A few hours later, Perry-Edwards said, he fell asleep while standing and holding the baby. He said he awoke to find the baby face down on the floor.
Although he had a little bit of blood by his nose, Perry-Edwards, said the baby seemed fine otherwise and he put him to bed.
He awoke around 4 a.m. and found the baby dead, Perry-Edwards said.
Perry-Edwards told Metro Police detectives that the baby "fell through the cracks" because he is always going a "mile a minute" as the head of the household.
"I don't think I'm a bad father," Perry-Edwards said.
Dr. Gary Telgenhoff, a forensic pathologist, said an autopsy showed an upper chamber of the baby's heart had been "blown out" in the back. Such an injury could only be caused by a blow to the chest, he said.
The baby likely died within minutes, if not immediately, Telgenhoff said.
According to court records, Elijah was 7 1/2 pounds and Perry-Edwards is 5 feet, 11 inches tall and is 285 pounds.
Clutching a small teddy bear to her chest, the baby's mother, Teresa Perry-Edwards, also took the stand Friday.
Teresa Perry-Edwards began her testimony glaring at her husband of 12 years, but eventually curled up in her chair and began speaking haltingly, her head down.
Teresa Perry-Edwards, 35, testified that Elijah, who was born Dec. 29, was her seventh child. Her other children range in age from 2 to 19.
The baby and her 2-year-old daughter, Chelsea, lived with her and her husband in their Twain Avenue apartment, Perry-Edwards said. The rest of her children live in California with her grandmother because of financial difficulties.
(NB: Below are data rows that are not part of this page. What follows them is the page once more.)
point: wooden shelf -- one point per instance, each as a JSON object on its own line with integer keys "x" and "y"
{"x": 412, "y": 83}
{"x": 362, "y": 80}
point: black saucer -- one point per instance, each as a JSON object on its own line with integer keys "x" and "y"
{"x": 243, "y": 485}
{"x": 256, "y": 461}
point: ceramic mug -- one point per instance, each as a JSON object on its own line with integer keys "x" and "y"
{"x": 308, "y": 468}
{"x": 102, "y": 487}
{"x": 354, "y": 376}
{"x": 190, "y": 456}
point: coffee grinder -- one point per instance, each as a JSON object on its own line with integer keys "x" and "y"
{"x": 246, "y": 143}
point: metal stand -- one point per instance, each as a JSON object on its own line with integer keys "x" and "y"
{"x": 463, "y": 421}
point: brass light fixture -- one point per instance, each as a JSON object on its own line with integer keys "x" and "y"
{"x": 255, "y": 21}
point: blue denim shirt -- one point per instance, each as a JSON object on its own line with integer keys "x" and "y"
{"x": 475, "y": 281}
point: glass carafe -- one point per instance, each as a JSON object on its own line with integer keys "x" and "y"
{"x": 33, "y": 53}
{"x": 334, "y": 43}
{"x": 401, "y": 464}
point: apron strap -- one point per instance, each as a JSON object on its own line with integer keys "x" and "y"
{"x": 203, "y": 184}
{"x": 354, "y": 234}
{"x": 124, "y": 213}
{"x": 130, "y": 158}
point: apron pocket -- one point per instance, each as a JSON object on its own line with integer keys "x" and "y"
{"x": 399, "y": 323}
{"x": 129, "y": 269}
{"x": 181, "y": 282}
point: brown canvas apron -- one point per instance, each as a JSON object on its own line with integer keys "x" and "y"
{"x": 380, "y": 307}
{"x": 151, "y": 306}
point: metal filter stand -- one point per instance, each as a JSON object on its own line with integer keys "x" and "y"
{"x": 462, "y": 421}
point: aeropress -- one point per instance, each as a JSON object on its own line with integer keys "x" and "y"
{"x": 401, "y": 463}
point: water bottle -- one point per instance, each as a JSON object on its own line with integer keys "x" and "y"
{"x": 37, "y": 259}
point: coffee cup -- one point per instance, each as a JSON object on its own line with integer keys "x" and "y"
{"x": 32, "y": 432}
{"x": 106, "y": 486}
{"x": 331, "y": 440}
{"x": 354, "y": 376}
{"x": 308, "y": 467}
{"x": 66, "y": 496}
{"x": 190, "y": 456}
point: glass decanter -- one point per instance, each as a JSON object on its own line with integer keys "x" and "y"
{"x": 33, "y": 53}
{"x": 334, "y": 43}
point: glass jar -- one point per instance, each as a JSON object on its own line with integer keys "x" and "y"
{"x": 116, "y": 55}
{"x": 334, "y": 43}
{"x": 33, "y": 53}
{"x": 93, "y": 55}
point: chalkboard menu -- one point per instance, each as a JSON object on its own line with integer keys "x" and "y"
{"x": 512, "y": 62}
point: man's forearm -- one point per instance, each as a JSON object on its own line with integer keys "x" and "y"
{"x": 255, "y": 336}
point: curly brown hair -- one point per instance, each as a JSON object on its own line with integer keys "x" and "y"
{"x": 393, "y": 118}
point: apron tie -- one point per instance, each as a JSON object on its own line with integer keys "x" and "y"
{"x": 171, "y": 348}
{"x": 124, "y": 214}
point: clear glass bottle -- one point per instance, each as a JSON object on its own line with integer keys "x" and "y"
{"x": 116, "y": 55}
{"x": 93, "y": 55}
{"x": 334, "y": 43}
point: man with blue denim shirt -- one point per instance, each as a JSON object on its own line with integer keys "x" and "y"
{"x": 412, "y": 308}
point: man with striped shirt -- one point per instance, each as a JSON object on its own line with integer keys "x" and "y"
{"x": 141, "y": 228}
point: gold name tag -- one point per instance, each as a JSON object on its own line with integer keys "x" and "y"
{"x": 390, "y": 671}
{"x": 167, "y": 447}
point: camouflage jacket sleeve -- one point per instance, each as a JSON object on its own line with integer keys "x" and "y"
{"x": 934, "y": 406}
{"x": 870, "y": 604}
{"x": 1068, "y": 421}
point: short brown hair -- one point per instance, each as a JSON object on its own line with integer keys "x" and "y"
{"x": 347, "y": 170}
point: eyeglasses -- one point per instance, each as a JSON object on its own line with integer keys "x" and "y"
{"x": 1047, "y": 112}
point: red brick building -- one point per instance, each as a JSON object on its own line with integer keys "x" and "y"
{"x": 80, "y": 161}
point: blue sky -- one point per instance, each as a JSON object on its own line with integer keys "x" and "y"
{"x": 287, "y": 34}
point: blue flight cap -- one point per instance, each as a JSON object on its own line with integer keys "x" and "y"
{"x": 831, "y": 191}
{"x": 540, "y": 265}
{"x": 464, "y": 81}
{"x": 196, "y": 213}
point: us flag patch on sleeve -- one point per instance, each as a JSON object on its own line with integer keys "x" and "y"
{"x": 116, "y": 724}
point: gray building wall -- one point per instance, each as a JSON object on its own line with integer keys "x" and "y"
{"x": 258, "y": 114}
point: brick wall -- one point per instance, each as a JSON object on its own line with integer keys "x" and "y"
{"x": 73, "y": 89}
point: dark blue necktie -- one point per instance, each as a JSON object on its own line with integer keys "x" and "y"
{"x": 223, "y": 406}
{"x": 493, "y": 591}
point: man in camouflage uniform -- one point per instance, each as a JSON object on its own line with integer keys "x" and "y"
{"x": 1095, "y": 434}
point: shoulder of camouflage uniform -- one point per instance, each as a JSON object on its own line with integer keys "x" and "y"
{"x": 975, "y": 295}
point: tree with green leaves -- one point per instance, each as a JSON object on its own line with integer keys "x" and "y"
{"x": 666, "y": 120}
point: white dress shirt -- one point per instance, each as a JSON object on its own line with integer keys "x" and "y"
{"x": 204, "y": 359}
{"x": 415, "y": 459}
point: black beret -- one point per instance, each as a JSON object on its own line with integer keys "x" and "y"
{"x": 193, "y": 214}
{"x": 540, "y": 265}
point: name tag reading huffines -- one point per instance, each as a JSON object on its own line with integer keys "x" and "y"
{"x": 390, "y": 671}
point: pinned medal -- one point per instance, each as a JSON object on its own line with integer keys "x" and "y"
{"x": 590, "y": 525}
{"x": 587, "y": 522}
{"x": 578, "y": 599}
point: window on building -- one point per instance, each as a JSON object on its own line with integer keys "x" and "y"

Chelsea currently is in state custody, and the other children remain with their great-grandmother, prosecutors said.
About a week before the baby's death, Teresa Perry-Edwards said, she was stopped by police and advised there was a warrant for her arrest in Los Angeles for a seat belt violation.
Perry-Edwards said she immediately left town on a Greyhound bus to take care of the ticket and did not tell her husband. She arrived home almost a week later to find the story about her husband's arrest "plastered all over the news."
Also taking the stand was Angel Vinyard, a neighbor of the Perry-Edwardses.
Vinyard said that five days before the baby died she saw Joaquin Perry-Edwards working at the Boulevard Mall, and he told her he suspected Chelsea and Elijah were home alone.
He gave her the keys to the apartment and asked her to check on the children, Vinyard said.
When she arrived she found the children locked in a bedroom and she immediately took them with her. Over the next few days she babysat the children during the day while Joaquin Perry-Edwards worked.
He told her his wife was a crack cocaine addict, and when he came pounding on the door at 4 a.m. Jan. 23, Vinyard said, she thought something had happened to his wife.
Instead, Perry-Edwards told her Elijah was dead, and she called 911, Vinyard said.
After 20 minutes, Vinyard said, she told Perry-Edwards to go back to his apartment to be with his daughter and to wait for an ambulance.